The answer was a lot of people, as it turned out! I might have not been wrong about what this was, but I was wrong as heck about how many people were here for that, and the genuine sense of loss and trauma about the game’s shutdown (even apart from the supremely garbage way it was announced) is notable. I was very wrong about the game’s impact.
7. No Man’s Sky
If it weren’t clear, a lot of these are things I was happy to be wrong about. I wasn’t wrong about expecting that No Man’s Sky was writing checks that no game would be able to cash. The bright side is that once that launch happened… updates happened. Refinement happened. It was just last week I talked about how the game is the real success story for iterative development, and I’ll stand by that.
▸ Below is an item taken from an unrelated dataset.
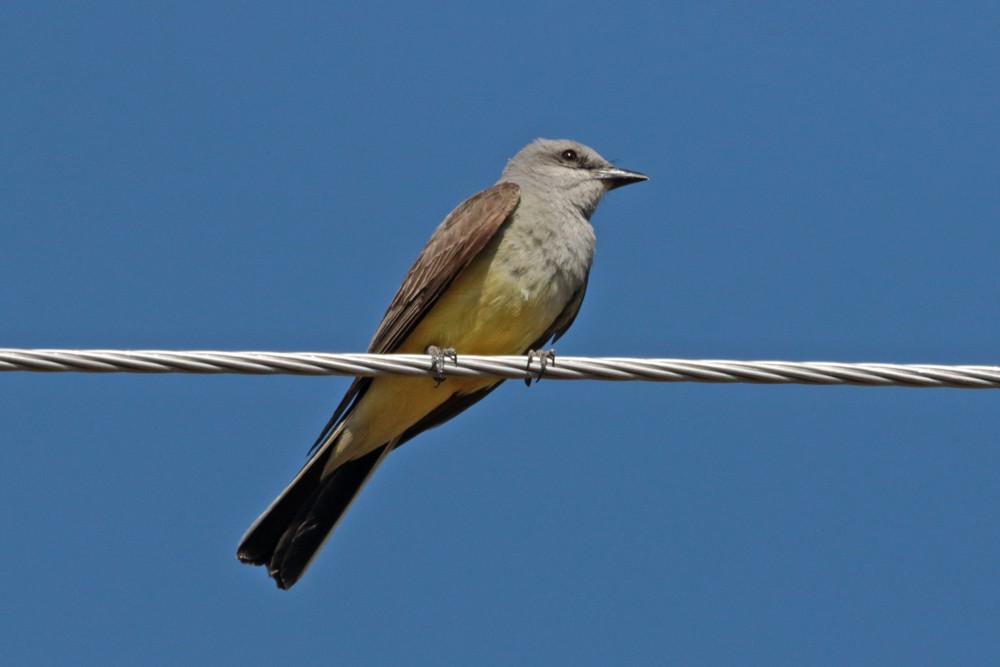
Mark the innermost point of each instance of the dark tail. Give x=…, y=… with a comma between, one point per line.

8. Star Wars: The Old Republic
Here’s the funny thing. If you traveled back in time to talk with me in, say, November of 2011, I would happily say that there is definitely a market for a story-based MMO that gives you a variety of interesting character options and lets you play out a largely linear storyline. Sure, it’s a game that’ll need to add more things in, like housing and more character choices and more story, but the foundational ideas there can definitely sustain a hit. And we did, in fact, get that… with the FFXIV reboot.
Star Wars: The Old Republic unfortunately didn’t hit that mark, and it feels odd because it really should have. I’ve talked a lot about where the game has stumbled over the years, and it hurts every time; this is a game I wanted to love so much. But as for how it delivered on its promise over time… well, the best analogy I can make is that when the game shut down its roleplaying servers and thus ensured I was never going back, ever, for any reason? It felt more like relief than anything. Like “at least I won’t be tempted again.”
Pity. There was a time I was really hoping to get a job at SWTOR Insider.
9. WildStar
There are layers to this joke. Like onions. Or wholly avoidable tragedies wrought by people in charge making bad decisions.
10. AdventureQuest 3D
I really felt like AdventureQuest 3D was going to make a way bigger impact than it did. I thought this thing had the potential to light stuff on fire. And it didn’t, sadly. But you know… that’s all right. No, really, it’s fine because even though it didn’t become the Next Big Thing, it did actually do fine for itself. It keeps getting updates and new content, it makes its fans happy, it clearly has a nonstop array of concerts going on within it.
Hey, it’s possible to be wrong, but for the result of wrong to not be doom and gloom or insane success. Sometimes you just get things wrong, you know?